Pulling Out the Savoy Truffle

Reflections on music, literature, politics, and pop culture from retired rock musician, writer, and college professor Jim Booth. Email comments to Jim at jim@jimbooth.org.

Location: Advance, North Carolina, United States

Wednesday, April 14, 2004

Trout Fishing in America I

"Is that a real poncho, or a Sears poncho...?"
Frank Zappa

Been really busy lately doing the professor thing. It has its moments, but overall, Dylan was right: "Twenty years of schoolin'/And they put you on the day shift...."

I'm currently reading my pal Bob's novel in manuscript,. It's named House Calls. I'm taking a long time to get through it, but I'm putting a lot of time into feedback. Bob's the kind of guy who appreciates that sort of stuff.

I'm also reading poetry my friend Sam is sending me. He's going through a creative period right now, and I'm doing what I can to offer him sensible, useful feedback. You should read his Lullaby Pit blog if you don't already do.

There's a lot I could write about today - I have some strong words about President Bush and his administration's refusal to accept responsibility for the Iraq debacle, but too many pundits, would be pundits, and blowhards from the left and right are blathering about that already, so let's let it lie.

Let's talk fishing.

I had a really good day fly fishing on a trout stream in NW North Carolina a couple of weeks ago. It was one of those days where everything comes together.

One of the reasons I like fly fishing is because it's metaphorical. It's philosophical. It's artistic. It encourages thinking without requiring it. Not much in life does all that satisfactorily.

When a trout takes your fly, it's the beginning of a relationship. As the guy said, there's a line with a life at either end.

I'd driven two hours to get there from my home in the suburbs of an NC city. The stream was fairly crowded, but I knew it well and decided to fish "in between" water - on stretches of water that most anglers would ignore because they seem less promising (and less obvious) than many others along that creek.
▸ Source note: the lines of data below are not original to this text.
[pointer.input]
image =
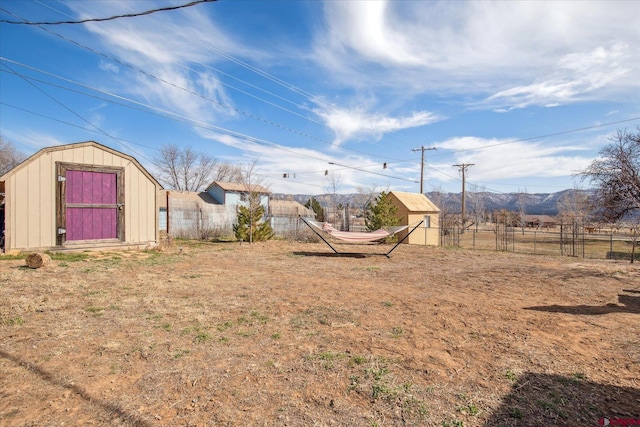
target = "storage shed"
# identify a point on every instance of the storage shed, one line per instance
(80, 196)
(413, 208)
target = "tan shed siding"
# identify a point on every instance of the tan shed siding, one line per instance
(48, 202)
(140, 205)
(132, 188)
I put on the waders, strung up the rod and made a couple of casts to get the kinks out.

On the third I hooked a nice Brookie, about ten inches long. A few more casts, a few more trout, a mix of Rainbows, Brooks, and Browns, ranging in size from 5-15 inches. All from a section of the stream that 90% of the folks fishing would pass by because it's a little inconvenient to approach, a little difficult to cast along.

I caught 8 along that little appreciated stretch of the creek in all.

I moved up stream to another spot I know about. Again, this was a stretch of water a little inconvenient to get to with fishing a little harder than average.

I caught 9 more, this time with a couple of Browns well over 15 inches mixed into a lot of Brookies and Rainbows ranging from 7-11 inches.

Of course, I released all the trout I caught unharmed. You should, too.

I thought about fishing some more but the fishing I'd done had been a bit difficult and I was kind of tired and very satisfied, so I quit, packed up the gear and made my way back down the mountain.

All this in less than 3 hours. From two stretches of a stream most anglers would go right by.

There's a lesson here about the way we should live, I think.

It's like knowing the difference between a real poncho and a Sears poncho.